Caras

 


   Me cruzo con un compañero de trabajo, me dice -Joder tío, que cara de enfadado tienes hoy-,  no sé por qué, no estoy enfadado; al rato hablo con otro, éste me dice que siempre llevo una sonrisa en la cara, yo, extrañado sigo con lo mío, algún que otro paciente me dice que soy muy amable, a otro le oigo decir a su acompañante cuando salgo del box -Que  borde que ha sido ¿No?-. Se ve que según con quien hable y la relación que tenga con esta persona, tengo una cara u otra, también debo hacerlo según mi estado de ánimo y si quiero disimularlo o no, o sea, que a veces estoy de bajón pero llevo una cara alegre para que nadie me coma la cabeza, o estoy super contento pero pongo una expresión seca porque no es de la incumbencia de nadie el motivo de mi alegría. Y si lo pensamos bien...

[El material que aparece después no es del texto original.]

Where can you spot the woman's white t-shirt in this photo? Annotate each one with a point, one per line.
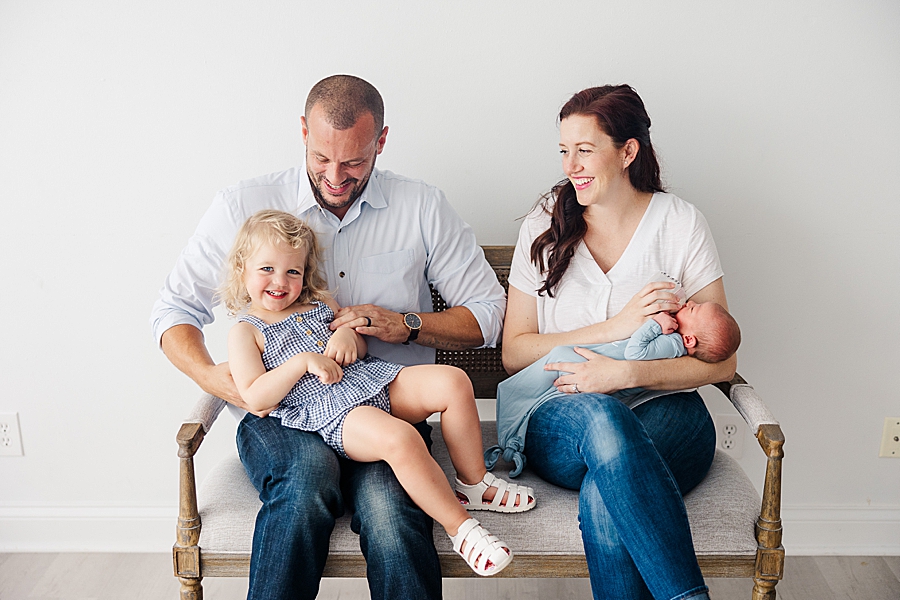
(672, 237)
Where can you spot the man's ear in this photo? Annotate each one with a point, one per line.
(381, 140)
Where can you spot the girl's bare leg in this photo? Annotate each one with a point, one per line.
(370, 435)
(422, 390)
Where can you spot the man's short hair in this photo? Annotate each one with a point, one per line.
(345, 98)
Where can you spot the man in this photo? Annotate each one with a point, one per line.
(384, 239)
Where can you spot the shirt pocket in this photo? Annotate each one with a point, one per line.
(390, 280)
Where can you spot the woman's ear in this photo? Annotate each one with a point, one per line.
(631, 149)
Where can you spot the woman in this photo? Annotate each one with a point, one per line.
(579, 276)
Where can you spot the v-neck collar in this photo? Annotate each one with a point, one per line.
(636, 247)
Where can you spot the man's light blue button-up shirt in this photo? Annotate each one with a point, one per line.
(400, 236)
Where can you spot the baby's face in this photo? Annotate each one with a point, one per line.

   ¿Somos realmente nosotros mismos?, bueno si, yo sé que yo soy yo, Juan Cabezuelo, único he irrepetible (ufff), pero... ¿me muestro tal como soy al resto de personas?, si le pregunto a cualquiera de mis conocidos si ellos lo hacen, todos contestaran -Por supuesto, yo solo tengo una cara, soy como soy, etc, etc-, pero en el fondo todos sabemos que eso es mentira, ¿quien no se ha colocado una sonrisa para disimular las ganas de llorar?, ¿o quien no ha ocultado el miedo con una expresión de despreocupación, o a mentido y se ha hecho el inocente...?.
   Tenemos caras para todo, caras alegres, de sorpresa, de interés, caras tristes, alegres, amigables, caras para mostrarnos cariñosos o para dar a entender que no estamos para tonterías, nos las vamos cambiando a lo largo del día y durante toda nuestra vida a nuestro antojo, nos sacamos y colocamos caras como quien se cambia de camisa o pantalones, a veces no nos resulta fácil hacerlo, otras veces incluso es doloroso, pero tarde o temprano acabamos haciéndolo,   incluso lo hacemos sin querer hacerlo, o nos vemos obligados por alguna circunstancia a realizar ese cambio de faz. Pero, ¿que pasa con esa cara que tapamos hasta la saciedad?, esa con la que nacimos, con la que crecimos y aprendimos a ocultarla, ¿alguien la recuerda?, yo por supuesto que no, puede que tanto cambiar de cara nos haya hecho olvidar cual es la nuestra verdadera, o quienes somos realmente, quien hay ahí dentro de ese cuerpecito que llamamos "yo".
   Quizás  deberíamos utilizar un tiempo al día (aunque solo sean unos minutos), a mirarnos en el espejo y después cerrar los ojos e intentar encontrarnos de nuevo por ahí dentro, esforzarnos en llevarnos a conocer de nuevo, sin caras falsas que simulen sentimientos, todo lo contrario, dejar que los sentimientos sean nuestras caras, y llorar, reír, alegrarnos, enfadarnos o estar tristes cuando y como nos apetezca, delante de quien sea y sin importarnos la opinión ni la imagen que tengan los demás de nosotros, tal vez así lleguemos a averiguar quienes somos realmente.